Step 1: Understanding the Concept:
Each subshell \(l\) has \(2l+1\) orbitals with magnetic quantum numbers \(m_l\) ranging from \(-l\) to \(+l\). For every subshell (\(s, p, d, f\)), exactly one orbital has \(m_l=0\). Step 2: Detailed Explanation:
The ground state electronic configuration of Ge (\(Z=32\)) is:
\[ 1s^2 2s^2 2p^6 3s^2 3p^6 4s^2 3d^{10} 4p^2 \]
Let's identify the completely filled orbitals with \(m_l=0\):
- \(1s^2\): One \(s\) orbital (\(m_l=0\)). Completely filled. (1)
- \(2s^2\): One \(s\) orbital (\(m_l=0\)). Completely filled. (1)
- \(2p^6\): Three \(p\) orbitals (\(m_l = -1, 0, +1\)).
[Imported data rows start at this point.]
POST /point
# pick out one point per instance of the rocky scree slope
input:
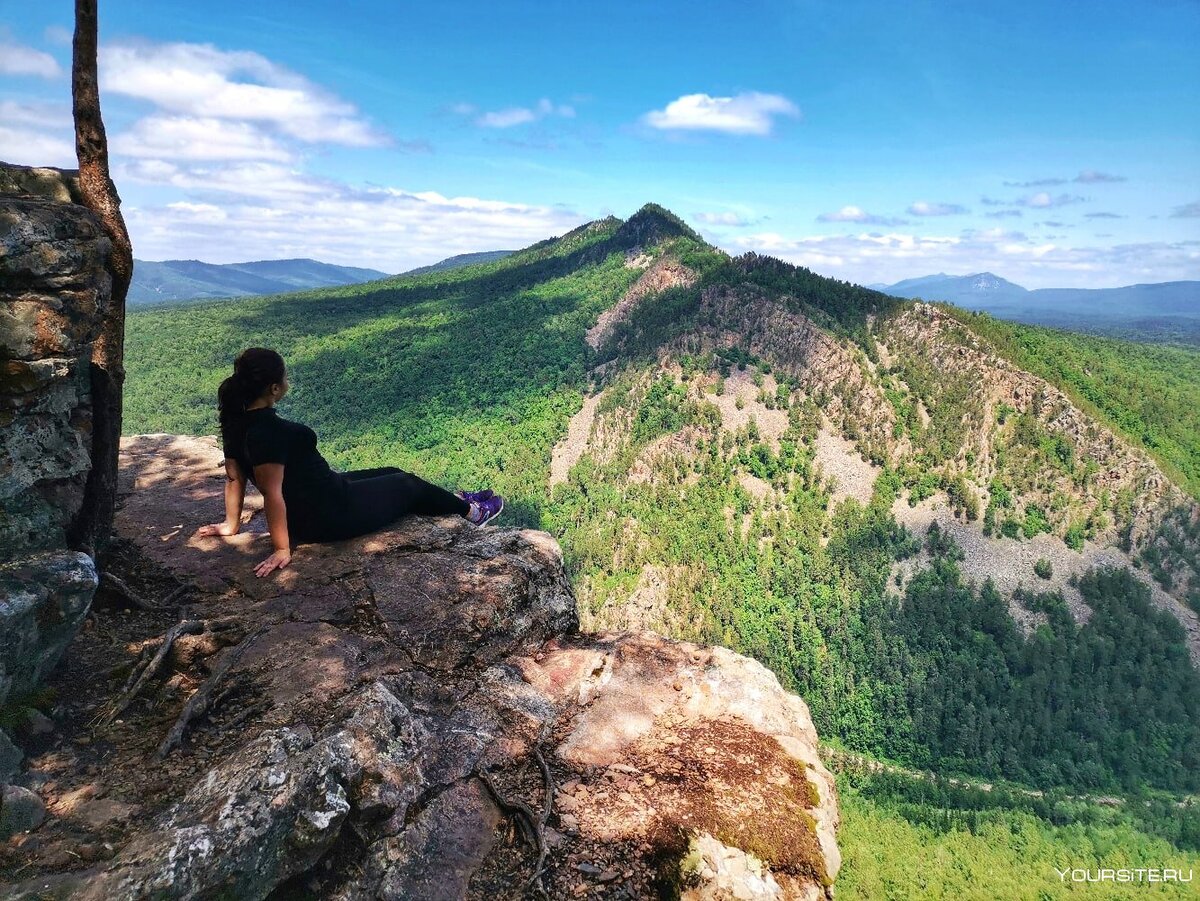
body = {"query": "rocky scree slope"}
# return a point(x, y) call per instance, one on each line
point(414, 714)
point(987, 450)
The \(m_l=0\) orbital is completely filled. (1)
- \(3s^2\): One \(s\) orbital (\(m_l=0\)). Completely filled. (1)
- \(3p^6\): Three \(p\) orbitals (\(m_l = -1, 0, +1\)). The \(m_l=0\) orbital is completely filled. (1)
- \(4s^2\): One \(s\) orbital (\(m_l=0\)). Completely filled. (1)
- \(3d^{10}\): Five \(d\) orbitals (\(m_l = -2, -1, 0, 1, 2\)). The \(m_l=0\) orbital is completely filled. (1)
- \(4p^2\): According to Hund's rule, the 2 electrons occupy separate orbitals (e.g., \(m_l = -1\) and \(m_l = 0\)). The orbital with \(m_l=0\) contains only 1 electron and is thus not completely filled.
Sum of completely filled orbitals with \(m_l=0\): \( 1 + 1 + 1 + 1 + 1 + 1 + 1 = 7 \). Step 3: Final Answer:
The value of \(x\) is 7.